CPU temp reporting

Started by Dimi3, October 01, 2023, 09:39:00 AM

Previous topic - Next topic
@meyergru  It looks like that second CPU0 belongs to dev.pchtherm.0 but then why does the formatting in the widget express it as CPU0?
AhnHEL (Angel)

I merged this now since I haven't seen a better approach yet:

https://github.com/opnsense/core/commit/eded37411f

It would be nice if configd had a "prefetch" and "serve expired" type of metric but in the average case this is more than enough. A suboptimal workaround can be discussed, but it will always look a bit strange in my opinion (running random actions at boot to fix an edge case on certain hardware).


Cheers,
Franco

@franco I applied the patch, can it omit the tjmax graph outputs?  Its not easy on the eyes.  I'm still having issue with the pchtherm.0 section that shows up as another CPU0.
AhnHEL (Angel)

Can you dump your

# configctl system sensors

here?

The 100 degree ones look like thresholds from Intel CPU maybe. I don't have the hardware to verify.
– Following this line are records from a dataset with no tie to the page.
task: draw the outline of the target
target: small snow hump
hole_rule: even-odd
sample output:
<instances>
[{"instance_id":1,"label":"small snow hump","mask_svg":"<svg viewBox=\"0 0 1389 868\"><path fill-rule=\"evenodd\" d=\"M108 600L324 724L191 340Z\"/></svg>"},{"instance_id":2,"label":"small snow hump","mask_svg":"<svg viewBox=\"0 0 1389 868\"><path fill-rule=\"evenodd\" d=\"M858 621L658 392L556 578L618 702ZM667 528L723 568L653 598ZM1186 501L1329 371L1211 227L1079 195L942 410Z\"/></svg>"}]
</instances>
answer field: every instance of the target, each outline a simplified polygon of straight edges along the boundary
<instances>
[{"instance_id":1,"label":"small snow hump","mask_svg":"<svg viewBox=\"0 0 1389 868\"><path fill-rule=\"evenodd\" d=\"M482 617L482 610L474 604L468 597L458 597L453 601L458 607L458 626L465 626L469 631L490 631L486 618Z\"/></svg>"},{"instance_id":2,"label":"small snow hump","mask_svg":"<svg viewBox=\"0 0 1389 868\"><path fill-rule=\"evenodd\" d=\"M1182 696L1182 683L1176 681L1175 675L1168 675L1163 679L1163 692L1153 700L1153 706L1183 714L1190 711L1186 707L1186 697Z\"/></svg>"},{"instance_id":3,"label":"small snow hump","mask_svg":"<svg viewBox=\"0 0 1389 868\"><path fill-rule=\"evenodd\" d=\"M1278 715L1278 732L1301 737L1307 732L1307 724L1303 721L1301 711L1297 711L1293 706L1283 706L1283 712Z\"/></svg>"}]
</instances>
The widget is another issue as the patch only deals with the backend. It would be nicer if the widget would not do too much magic here guestimating where the reading comes from and making similar readings collapsible maybe.

But we can get there step by step. Thanks for testing!


Cheers,
Franco





Thank you, yes.

# configctl system sensors
dev.cpu.0.coretemp.tjmax
dev.cpu.0.temperature
dev.cpu.1.coretemp.tjmax
dev.cpu.1.temperature
dev.cpu.10.coretemp.tjmax
dev.cpu.10.temperature
dev.cpu.11.coretemp.tjmax
dev.cpu.11.temperature
dev.cpu.2.coretemp.tjmax
dev.cpu.2.temperature
dev.cpu.3.coretemp.tjmax
dev.cpu.3.temperature
dev.cpu.4.coretemp.tjmax
dev.cpu.4.temperature
dev.cpu.5.coretemp.tjmax
dev.cpu.5.temperature
dev.cpu.6.coretemp.tjmax
dev.cpu.6.temperature
dev.cpu.7.coretemp.tjmax
dev.cpu.7.temperature
dev.cpu.8.coretemp.tjmax
dev.cpu.8.temperature
dev.cpu.9.coretemp.tjmax
dev.cpu.9.temperature
dev.pchtherm.0.ctt
dev.pchtherm.0.pmtemp
dev.pchtherm.0.t0temp
dev.pchtherm.0.t1temp
dev.pchtherm.0.t2temp
dev.pchtherm.0.temperature
AhnHEL (Angel)

Thanks I added this one to ignore the coretemp threshold:

https://github.com/opnsense/core/commit/d314680

What I really dislike is FreeBSD kernel faking the CPU temperatures for amdtemp which isn't even per core, but was made this way to match the coretemp behaviour (which is also quite bulky with lots of cores).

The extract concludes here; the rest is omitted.